Article | Review of Accounting Studies | December 2012

Evidence on the Use of Unverifiable Estimates in Required Goodwill Impairment

by Karthik Ramanna and Ross L. Watts

Abstract

SFAS 142 requires managers to estimate the current fair value of goodwill to determine goodwill write-offs. In promulgating the standard, the FASB predicted managers will, on average, use the fair value estimates to convey private information on future cash flows. The current fair value of goodwill is unverifiable because it depends in part on management's future actions (including managers' conceptualization and implementation of firm strategy). Thus, agency theory predicts managers will, on average, use the discretion in SFAS 142 consistent with private incentives. We test these hypotheses in a sample of firms with market indications of goodwill impairment. Our evidence, while consistent with some agency-theory derived predictions, does not confirm the private information hypothesis.

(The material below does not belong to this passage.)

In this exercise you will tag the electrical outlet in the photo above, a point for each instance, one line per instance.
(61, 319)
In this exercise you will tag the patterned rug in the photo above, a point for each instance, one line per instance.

Keywords: agency theory; goodwill impairment; fair-value accounting; FASB; SFAS 142; Fair Value Accounting; Standards; Cash Flow; Agency Theory; Motivation and Incentives; Forecasting and Prediction; Goodwill Accounting;

Citation:

Ramanna, Karthik, and Ross L. Watts. "Evidence on the Use of Unverifiable Estimates in Required Goodwill Impairment." Review of Accounting Studies 17, no. 4 (December 2012): 749–780.